A redução da oferta ocorreu na maior parte das regiões na passagem do primeiro para o segundo trimestre de 2026. O volume caiu 9% no Norte, 6,5% no Centro-Oeste, 5,1% no Sul e 3,3% no Nordeste. O Sudeste foi a exceção, com crescimento de 1,1%.

Na comparação entre o segundo trimestre deste ano e o mesmo período de 2025, o quadro é diferente. A oferta disponível aumentou 17,8% no Sudeste e 13,1% no Centro-Oeste. No Sul, a alta foi de 0,6%, enquanto o Nordeste apresentou recuo de 0,4%. No Norte, a redução chegou a 15,8%.

No Minha Casa, Minha Vida, o programa encerrou o segundo trimestre deste ano com 137.151 unidades disponíveis, crescimento de 2,9% sobre o primeiro trimestre de 2026.

Dois dormitórios concentram 65,2% das vendas no segundo trimestre de 2026

Os imóveis de dois dormitórios concentraram 65,2% das unidades residenciais vendidas no segundo trimestre deste ano, mantendo-se como a principal tipologia comercializada no país. Na sequência aparecem os imóveis de um dormitório, com 23,1% das vendas, os de três dormitórios, com 10%, e os de quatro dormitórios, com 1,8%.

“Quase dois em cada três imóveis vendidos no trimestre têm dois quartos. Essa concentração mostra a força dessa tipologia no mercado brasileiro, por atender a diferentes perfis de compradores”, destaca Ely Wertheim.

Ao mesmo tempo, as unidades de um dormitório vêm ganhando espaço no mercado, movimento associado também às mudanças no perfil das famílias e dos compradores.

“Os imóveis de um quarto também ganharam uma relevância que não tinham há algum tempo. É um movimento que acompanha mudanças demográficas, como o crescimento do número de jovens e de pessoas que optam por morar sozinhas”, acrescenta Wertheim.

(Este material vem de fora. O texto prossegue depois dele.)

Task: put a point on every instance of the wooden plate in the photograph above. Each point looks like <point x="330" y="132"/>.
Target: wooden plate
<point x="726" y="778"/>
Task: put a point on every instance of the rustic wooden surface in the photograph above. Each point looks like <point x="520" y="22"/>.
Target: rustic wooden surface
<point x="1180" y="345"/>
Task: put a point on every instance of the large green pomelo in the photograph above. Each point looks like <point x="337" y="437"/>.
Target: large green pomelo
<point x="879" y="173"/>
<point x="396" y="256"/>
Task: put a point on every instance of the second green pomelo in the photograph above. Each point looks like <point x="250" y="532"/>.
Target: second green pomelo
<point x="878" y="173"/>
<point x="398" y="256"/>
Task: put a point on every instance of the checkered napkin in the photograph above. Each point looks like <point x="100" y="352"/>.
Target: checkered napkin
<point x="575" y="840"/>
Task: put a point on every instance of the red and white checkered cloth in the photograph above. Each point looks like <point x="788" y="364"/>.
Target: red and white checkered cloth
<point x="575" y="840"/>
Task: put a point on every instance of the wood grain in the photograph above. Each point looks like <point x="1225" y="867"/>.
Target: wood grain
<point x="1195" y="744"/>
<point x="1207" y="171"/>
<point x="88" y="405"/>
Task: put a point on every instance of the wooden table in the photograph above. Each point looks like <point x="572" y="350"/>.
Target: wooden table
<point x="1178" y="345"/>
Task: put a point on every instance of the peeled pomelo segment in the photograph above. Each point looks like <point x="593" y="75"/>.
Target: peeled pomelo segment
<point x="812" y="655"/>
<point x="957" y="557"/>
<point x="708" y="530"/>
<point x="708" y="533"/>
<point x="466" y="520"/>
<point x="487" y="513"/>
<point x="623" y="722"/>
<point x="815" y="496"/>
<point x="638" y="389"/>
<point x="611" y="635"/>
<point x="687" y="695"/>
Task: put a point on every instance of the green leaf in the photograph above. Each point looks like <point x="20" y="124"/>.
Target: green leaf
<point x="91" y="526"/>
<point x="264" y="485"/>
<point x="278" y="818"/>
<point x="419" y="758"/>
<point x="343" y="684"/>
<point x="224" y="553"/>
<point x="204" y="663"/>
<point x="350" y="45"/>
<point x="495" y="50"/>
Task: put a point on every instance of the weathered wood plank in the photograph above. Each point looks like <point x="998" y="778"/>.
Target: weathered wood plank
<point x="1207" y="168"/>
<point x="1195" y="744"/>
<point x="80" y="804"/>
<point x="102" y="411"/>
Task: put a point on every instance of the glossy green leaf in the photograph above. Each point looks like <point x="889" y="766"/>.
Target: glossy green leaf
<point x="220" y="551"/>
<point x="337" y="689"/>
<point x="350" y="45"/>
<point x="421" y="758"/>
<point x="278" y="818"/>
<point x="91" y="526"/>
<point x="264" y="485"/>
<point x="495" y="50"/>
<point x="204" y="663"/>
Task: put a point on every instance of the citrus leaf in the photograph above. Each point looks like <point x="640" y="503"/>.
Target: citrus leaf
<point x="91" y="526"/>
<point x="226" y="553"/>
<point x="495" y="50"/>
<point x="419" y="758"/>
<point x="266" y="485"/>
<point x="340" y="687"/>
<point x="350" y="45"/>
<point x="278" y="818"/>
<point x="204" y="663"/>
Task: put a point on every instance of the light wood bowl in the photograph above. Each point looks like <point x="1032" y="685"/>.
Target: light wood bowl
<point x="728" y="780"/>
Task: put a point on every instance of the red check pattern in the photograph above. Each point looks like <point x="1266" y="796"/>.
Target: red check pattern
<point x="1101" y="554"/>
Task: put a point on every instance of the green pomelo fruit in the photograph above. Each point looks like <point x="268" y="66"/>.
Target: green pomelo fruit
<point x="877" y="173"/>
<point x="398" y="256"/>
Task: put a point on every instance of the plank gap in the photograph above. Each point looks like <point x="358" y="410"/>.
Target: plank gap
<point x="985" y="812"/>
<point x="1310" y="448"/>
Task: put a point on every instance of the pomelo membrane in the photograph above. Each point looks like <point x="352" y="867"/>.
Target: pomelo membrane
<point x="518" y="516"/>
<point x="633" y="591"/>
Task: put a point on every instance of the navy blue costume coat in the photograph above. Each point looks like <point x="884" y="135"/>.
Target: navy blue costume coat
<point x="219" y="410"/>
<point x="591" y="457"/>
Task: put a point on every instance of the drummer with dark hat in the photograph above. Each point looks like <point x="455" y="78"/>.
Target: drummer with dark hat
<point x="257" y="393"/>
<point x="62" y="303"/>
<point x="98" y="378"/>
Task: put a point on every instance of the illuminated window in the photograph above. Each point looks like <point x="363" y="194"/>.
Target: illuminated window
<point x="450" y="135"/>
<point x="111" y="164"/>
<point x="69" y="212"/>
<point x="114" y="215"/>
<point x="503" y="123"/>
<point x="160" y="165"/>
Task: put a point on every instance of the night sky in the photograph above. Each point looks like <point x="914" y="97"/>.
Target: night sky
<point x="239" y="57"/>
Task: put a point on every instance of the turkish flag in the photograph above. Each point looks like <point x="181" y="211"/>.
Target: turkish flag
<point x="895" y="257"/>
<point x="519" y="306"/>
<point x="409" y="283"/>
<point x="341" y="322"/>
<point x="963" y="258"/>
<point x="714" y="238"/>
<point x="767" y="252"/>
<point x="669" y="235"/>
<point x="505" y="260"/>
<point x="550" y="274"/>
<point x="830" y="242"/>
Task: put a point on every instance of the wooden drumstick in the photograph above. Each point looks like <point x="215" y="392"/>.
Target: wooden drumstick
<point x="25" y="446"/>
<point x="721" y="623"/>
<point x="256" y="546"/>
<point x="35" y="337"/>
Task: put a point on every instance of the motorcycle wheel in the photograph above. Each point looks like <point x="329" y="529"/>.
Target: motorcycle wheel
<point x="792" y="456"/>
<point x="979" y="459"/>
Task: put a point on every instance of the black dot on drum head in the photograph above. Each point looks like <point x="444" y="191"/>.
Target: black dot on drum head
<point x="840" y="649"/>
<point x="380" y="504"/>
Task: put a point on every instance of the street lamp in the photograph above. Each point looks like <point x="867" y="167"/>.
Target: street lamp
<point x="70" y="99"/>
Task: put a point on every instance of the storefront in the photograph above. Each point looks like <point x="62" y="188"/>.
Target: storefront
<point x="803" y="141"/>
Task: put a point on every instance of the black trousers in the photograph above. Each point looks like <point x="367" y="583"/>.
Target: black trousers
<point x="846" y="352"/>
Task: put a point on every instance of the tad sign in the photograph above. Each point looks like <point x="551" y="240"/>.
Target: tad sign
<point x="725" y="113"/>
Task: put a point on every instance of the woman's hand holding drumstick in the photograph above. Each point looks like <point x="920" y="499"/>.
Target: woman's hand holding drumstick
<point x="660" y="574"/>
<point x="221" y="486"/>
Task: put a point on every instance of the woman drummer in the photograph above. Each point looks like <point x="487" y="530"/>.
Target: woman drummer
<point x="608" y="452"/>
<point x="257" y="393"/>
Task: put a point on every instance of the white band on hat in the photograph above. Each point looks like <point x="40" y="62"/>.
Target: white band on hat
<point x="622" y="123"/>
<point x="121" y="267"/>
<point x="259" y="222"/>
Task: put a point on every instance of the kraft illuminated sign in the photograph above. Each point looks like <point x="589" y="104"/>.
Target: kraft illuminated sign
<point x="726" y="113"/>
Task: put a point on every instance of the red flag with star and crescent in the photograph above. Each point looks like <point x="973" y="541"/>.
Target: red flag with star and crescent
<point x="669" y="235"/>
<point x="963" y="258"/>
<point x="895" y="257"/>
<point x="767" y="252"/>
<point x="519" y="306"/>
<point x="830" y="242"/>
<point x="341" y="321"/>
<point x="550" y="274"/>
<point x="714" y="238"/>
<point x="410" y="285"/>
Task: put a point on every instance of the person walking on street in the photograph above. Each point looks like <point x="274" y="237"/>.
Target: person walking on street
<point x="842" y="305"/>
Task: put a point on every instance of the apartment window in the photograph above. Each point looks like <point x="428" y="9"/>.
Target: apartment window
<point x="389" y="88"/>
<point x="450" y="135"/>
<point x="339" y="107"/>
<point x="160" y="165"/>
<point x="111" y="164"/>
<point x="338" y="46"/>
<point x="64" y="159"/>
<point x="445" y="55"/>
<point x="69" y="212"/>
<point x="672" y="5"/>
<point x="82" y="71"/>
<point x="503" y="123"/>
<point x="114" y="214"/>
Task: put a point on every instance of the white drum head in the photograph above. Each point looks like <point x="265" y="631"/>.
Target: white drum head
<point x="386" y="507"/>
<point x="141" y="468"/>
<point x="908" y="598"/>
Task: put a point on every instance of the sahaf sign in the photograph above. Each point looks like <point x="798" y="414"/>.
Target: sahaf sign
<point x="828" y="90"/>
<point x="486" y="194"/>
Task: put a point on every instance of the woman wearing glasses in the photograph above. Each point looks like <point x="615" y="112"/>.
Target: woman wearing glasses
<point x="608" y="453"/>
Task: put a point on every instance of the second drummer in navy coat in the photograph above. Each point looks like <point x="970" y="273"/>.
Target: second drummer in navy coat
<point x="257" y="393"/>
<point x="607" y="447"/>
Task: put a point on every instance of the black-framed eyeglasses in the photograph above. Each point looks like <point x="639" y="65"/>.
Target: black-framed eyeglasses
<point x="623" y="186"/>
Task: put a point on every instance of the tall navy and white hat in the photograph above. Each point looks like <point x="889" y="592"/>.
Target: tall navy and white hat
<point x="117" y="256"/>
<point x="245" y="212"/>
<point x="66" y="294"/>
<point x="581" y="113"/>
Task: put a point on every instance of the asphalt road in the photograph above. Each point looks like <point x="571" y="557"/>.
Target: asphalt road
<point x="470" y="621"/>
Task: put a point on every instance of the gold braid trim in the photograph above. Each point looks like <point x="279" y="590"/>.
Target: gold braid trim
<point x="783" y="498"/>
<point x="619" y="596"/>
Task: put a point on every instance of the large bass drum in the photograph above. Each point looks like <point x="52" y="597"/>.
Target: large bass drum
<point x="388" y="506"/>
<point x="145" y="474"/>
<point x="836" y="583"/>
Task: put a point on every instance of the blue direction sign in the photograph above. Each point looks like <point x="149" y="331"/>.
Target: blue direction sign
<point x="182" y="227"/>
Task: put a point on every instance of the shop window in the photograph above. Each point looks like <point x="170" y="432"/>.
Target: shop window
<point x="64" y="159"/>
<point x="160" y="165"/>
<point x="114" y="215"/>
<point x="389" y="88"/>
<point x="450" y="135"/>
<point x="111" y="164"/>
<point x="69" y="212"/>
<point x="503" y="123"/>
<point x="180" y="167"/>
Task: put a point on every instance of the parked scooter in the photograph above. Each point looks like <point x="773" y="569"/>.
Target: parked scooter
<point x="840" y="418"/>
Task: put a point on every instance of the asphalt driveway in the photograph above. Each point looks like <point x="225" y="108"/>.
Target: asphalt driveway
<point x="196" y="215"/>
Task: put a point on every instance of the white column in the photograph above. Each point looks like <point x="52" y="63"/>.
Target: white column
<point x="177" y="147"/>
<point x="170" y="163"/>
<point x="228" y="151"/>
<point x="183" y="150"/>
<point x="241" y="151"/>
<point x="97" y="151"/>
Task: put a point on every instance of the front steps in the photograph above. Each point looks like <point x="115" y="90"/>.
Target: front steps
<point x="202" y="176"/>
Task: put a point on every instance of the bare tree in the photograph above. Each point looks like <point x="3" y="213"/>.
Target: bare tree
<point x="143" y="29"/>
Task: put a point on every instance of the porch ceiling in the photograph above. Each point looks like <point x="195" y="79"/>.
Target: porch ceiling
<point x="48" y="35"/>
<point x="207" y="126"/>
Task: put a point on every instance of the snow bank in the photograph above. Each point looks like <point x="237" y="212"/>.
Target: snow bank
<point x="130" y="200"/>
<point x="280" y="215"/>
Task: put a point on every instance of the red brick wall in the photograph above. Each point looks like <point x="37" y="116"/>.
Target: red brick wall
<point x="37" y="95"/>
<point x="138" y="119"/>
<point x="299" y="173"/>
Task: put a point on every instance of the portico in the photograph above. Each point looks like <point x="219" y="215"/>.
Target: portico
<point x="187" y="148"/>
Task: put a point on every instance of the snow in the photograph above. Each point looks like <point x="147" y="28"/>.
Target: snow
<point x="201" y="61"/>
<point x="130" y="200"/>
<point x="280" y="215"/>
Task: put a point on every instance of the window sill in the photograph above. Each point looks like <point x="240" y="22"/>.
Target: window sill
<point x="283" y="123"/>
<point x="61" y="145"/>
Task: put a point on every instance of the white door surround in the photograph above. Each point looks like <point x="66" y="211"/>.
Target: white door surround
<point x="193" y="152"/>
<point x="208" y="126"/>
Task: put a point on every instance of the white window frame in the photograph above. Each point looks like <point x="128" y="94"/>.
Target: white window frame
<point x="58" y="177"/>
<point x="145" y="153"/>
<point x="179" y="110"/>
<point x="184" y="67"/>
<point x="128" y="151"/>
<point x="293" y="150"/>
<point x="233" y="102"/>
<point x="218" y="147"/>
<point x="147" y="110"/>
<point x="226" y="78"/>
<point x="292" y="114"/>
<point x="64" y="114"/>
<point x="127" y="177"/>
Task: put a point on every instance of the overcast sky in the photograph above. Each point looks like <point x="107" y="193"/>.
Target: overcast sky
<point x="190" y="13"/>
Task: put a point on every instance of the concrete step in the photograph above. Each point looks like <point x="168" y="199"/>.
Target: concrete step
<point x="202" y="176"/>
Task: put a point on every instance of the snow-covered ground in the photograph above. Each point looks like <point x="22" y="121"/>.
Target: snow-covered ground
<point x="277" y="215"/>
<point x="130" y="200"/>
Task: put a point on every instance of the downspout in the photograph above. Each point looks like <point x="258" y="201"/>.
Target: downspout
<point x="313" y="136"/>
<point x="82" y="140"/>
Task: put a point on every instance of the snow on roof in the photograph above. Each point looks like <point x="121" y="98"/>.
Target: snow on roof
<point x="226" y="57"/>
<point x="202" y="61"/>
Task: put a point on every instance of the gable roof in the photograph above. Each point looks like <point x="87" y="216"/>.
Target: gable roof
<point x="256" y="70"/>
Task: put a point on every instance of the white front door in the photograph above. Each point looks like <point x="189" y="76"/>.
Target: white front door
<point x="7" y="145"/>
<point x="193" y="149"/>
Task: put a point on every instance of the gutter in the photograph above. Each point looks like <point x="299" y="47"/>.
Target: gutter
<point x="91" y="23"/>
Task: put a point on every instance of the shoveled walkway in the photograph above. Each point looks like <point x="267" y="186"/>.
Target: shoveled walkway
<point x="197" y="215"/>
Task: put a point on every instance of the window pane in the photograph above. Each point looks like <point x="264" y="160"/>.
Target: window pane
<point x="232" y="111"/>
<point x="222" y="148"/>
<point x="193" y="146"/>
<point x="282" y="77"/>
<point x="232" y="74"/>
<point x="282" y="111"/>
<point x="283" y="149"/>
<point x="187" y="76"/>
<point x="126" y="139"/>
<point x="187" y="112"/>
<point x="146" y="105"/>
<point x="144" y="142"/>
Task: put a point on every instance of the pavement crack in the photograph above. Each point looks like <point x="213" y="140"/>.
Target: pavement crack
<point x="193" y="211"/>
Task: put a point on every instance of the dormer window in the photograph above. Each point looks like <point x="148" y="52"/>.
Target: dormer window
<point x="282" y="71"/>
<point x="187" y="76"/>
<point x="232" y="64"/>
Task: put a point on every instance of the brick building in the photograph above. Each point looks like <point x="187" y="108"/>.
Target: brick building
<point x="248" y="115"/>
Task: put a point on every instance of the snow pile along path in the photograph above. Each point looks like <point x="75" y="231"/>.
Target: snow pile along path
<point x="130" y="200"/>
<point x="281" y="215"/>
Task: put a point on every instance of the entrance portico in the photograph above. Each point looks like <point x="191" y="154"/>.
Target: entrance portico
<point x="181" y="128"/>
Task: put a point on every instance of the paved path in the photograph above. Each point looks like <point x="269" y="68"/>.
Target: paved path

Intenção de compra chega a 52%

A demanda também se reflete na disposição das famílias para adquirir um imóvel. No segundo trimestre de 2026, 52% dos entrevistados declararam intenção de comprar um imóvel nos próximos 24 meses, três pontos percentuais acima dos 49% registrados no mesmo período de 2025.

Entre os entrevistados, 38% pretendem comprar, mas ainda não começaram a procurar um imóvel; 10% já realizam buscas pela internet; e 4% já visitam imóveis. Outros 48% afirmaram não ter intenção de compra no período.

Entre as principais motivações para a aquisição, sair do aluguel aparece em primeiro lugar, com 37% das respostas. Em seguida estão sair da casa dos pais, com 15%; buscar mais espaço, com 14%; adquirir um imóvel para locação, com 12%; e mudança de localidade, com 9%.

Abrangência nacional

Os Indicadores Imobiliários Nacionais reúnem informações de 221 cidades brasileiras, abrangendo diferentes regiões e realidades do mercado imobiliário do país. O levantamento contempla imóveis de diferentes tipologias, padrões e faixas de preço, desde unidades enquadradas no Minha Casa, Minha Vida até empreendimentos de médio e alto padrão, oferecendo um amplo retrato do comportamento dos lançamentos, vendas e da oferta de imóveis residenciais novos no Brasil.